Although an avowed socialist and lifelong Labour activist, Ardern has written the playbook for the Teal movement: post material, style over substance, platitude over plausible policy.

It is the lifestyle brand you are meant to vote for to ensure you are still invited to dinner parties in the leafy inner suburbs. Never mind what may be achieved to improve the life of others.

In effect, when Dr Ryan and Ms Arden use the words ‘people and place’ what they appear to mean is ‘people like us’ and ‘places we hang out at’.

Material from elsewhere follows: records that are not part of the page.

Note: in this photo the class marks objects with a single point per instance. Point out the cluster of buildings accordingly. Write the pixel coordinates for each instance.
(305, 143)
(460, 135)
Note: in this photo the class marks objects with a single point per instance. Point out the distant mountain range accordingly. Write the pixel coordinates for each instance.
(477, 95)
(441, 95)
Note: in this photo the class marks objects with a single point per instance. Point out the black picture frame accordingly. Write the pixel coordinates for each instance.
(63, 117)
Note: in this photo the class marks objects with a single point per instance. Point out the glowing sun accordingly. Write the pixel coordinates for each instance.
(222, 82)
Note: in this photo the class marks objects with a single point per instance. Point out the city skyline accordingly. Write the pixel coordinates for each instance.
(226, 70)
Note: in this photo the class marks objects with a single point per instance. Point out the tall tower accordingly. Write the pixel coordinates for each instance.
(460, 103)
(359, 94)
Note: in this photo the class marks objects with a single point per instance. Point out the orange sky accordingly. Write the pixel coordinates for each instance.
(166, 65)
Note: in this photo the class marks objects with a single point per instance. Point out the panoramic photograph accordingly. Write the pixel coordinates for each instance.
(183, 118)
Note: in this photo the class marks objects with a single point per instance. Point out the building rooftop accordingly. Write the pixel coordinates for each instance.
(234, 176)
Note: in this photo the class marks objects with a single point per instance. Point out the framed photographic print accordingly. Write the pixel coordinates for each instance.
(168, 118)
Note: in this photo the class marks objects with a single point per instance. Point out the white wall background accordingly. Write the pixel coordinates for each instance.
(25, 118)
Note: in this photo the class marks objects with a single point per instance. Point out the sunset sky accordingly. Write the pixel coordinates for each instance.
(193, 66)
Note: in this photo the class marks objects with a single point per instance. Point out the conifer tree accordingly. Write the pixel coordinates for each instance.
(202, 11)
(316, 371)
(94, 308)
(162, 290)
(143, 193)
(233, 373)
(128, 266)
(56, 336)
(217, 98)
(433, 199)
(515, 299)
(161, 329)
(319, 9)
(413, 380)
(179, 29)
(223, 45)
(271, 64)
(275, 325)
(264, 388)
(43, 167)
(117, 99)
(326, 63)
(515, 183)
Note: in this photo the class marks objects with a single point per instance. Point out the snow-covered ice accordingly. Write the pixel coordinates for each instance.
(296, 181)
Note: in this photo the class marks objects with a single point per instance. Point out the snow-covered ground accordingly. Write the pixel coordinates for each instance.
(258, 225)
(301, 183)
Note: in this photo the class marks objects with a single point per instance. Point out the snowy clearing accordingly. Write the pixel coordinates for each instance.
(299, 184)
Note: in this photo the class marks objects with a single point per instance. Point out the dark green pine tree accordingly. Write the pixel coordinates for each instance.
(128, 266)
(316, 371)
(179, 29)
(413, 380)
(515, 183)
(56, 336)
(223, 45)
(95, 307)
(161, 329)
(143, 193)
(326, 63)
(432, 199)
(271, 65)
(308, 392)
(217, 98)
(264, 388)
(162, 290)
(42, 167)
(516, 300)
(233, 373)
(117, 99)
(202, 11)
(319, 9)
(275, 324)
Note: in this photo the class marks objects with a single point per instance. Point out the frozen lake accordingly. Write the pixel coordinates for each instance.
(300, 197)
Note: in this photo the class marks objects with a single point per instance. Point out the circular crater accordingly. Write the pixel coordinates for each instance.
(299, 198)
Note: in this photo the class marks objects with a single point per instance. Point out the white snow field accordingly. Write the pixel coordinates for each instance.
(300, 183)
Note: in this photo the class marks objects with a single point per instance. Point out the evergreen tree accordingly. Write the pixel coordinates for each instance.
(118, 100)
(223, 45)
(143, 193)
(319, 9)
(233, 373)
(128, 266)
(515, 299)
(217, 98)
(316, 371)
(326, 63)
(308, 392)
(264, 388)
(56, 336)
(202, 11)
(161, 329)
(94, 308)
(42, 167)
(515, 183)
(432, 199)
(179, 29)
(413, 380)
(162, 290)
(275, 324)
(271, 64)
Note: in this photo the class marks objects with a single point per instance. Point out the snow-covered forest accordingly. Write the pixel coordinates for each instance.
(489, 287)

Chetna Mahadik is a Communications Manager at the Institute of Public Affairs. This article was first published HERE

3 comments:

Pete V said...

Incredible observations and very well written. I take it the sarcasm was intended.
Well done. We need more of this kind of stuff to wake up the masses.

Anonymous said...

I'm pleased to see this published in the Spectator Australia so the wider world can glimpse some of our NZ issues. Thank you Chetna for your insights.
I agree with your view of the different lives of people and who doesn't even give a kind thought. It's sadly come down to them and us in NZ and I can't wait for Labour to sink further in the polls and finally drown.
MC

Terry Morrissey said...

Definitely not a leader. Qualified in conjuring up word salads(just read a printed trascript), propaganda and incorrect information on vaccine efficacy and safety. Highly indoctrinated but of low intellect. As a narcissist she is the leader of the labour cult, but not for much longer. Even her supporters are starting to wake up.